China’s People’s Liberation Army has achieved “the most rapid military modernization … in modern history,” said Rep. Waltz. “The Chinese are quadrupling the size of their nuclear weapons fleet.”
“NASA just put out a warning that the Chinese are on track to militarize the moon. They’re putting a brand new space station up. They have hypersonic weapons. And [Chinese President] Xi [Jinping] is telling his country, when it comes to Taiwan, prepare for war,” said Rep. Waltz, a member of the House Armed Services Committee.
“What are we doing? We’re focused on pronouns. We’re focused on Pride Month. And now the Army is” considering discharging and withholding pay from “60,000 soldiers, 20% of the National Guard and the Reserves, because they have concerns over a vaccine,” Waltz said in pique. The Biden administration also decreed that soldiers must shower with transgender enlistees who have the genitalia of the opposite sex. As the administration unveiled these new policies, military recruitment has fallen so far short of its goals that officials briefly considered eliminating the requirement to have a high school diploma or GED.
“We’re not focused on the right things,” Waltz declared.
Meanwhile, indications are the president will press forward with his plan to economically reward Beijing. Biden said Friday he had made no decision about lifting tariffs, but a “senior administration official” told Politico that decision the administration already finalized plans to lift some tariffs imposed by President Donald Trump in 2018; only the timing of the announcement remained in question.
“What the Biden administration should be doing is forcing American companies off Chinese soil,” China expert Gordon Chang told Perkins Thursday. “Unfortunately, President Biden has been taking actions to encourage American companies to stay in China,” including telegraphing his intention to reduce tariffs.
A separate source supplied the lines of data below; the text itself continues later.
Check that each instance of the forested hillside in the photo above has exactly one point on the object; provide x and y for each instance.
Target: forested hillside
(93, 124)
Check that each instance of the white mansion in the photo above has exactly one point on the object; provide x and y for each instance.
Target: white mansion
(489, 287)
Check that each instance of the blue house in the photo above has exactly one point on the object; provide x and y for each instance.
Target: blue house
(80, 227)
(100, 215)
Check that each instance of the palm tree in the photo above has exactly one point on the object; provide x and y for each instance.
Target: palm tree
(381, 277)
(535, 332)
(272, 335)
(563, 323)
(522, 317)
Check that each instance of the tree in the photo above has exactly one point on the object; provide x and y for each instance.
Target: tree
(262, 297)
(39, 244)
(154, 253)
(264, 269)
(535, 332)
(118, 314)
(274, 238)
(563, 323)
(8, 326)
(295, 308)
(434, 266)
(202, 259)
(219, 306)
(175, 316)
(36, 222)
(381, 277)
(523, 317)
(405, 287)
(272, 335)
Critics say even when the Democratic administration intends to thwart the advance of the Chinese Communist Party, it does not go far enough to make a difference. Biden’s Commerce Department leaked that it may restrict chipmaking technology to Chinese plants that have advanced capacity — but would still send the materials to plants, owned by the same firms, if they produce less advanced semiconductors. Such half-steps signal the administration’s fundamental lack of seriousness about confronting Beijing’s bid to replace the United States as the world’s dominant superpower.
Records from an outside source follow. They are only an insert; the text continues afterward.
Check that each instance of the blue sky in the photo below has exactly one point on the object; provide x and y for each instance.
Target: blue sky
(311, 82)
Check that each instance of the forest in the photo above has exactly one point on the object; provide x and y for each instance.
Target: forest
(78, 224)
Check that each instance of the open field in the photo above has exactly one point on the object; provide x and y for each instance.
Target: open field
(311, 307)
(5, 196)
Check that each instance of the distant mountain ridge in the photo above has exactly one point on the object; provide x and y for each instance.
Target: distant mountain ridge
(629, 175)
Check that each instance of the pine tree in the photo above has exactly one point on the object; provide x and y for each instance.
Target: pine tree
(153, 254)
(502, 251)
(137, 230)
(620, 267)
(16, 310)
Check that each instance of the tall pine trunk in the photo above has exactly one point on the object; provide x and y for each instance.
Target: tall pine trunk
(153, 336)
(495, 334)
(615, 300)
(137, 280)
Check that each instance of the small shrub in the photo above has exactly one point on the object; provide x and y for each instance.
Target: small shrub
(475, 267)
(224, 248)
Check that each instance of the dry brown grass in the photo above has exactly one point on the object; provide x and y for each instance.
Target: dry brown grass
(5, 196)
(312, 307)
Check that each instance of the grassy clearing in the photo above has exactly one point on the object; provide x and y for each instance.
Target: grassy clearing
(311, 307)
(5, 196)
The growing military danger requires Biden to get tough with Chinese officials, potentially redirecting U.S. forces away from intimidating Russia in Eastern Europe to the South Pacific. And, Chang stated, it requires the White House to speak with one voice. “We’ve had this policy of strategic ambiguity, where we tell neither Beijing nor Taipei what we would do in the case of imminent conflict” between the two countries, said Chang. That policy “worked in a benign era, but we are no longer in a benign era. We need to be much more specific.”
“The Biden administration, I think, needs to be clear that the United States will defend Taiwan,” Chang said. Yet when Biden has made such statements, administration officials quickly reversed his comments, reportedly frustrating the president.
Instead of clarity, Chang noted, “Beijing has seen … the United States is in disarray, at least under the Biden administration.”
Ben Johnson is senior reporter and editor at The Washington Stand.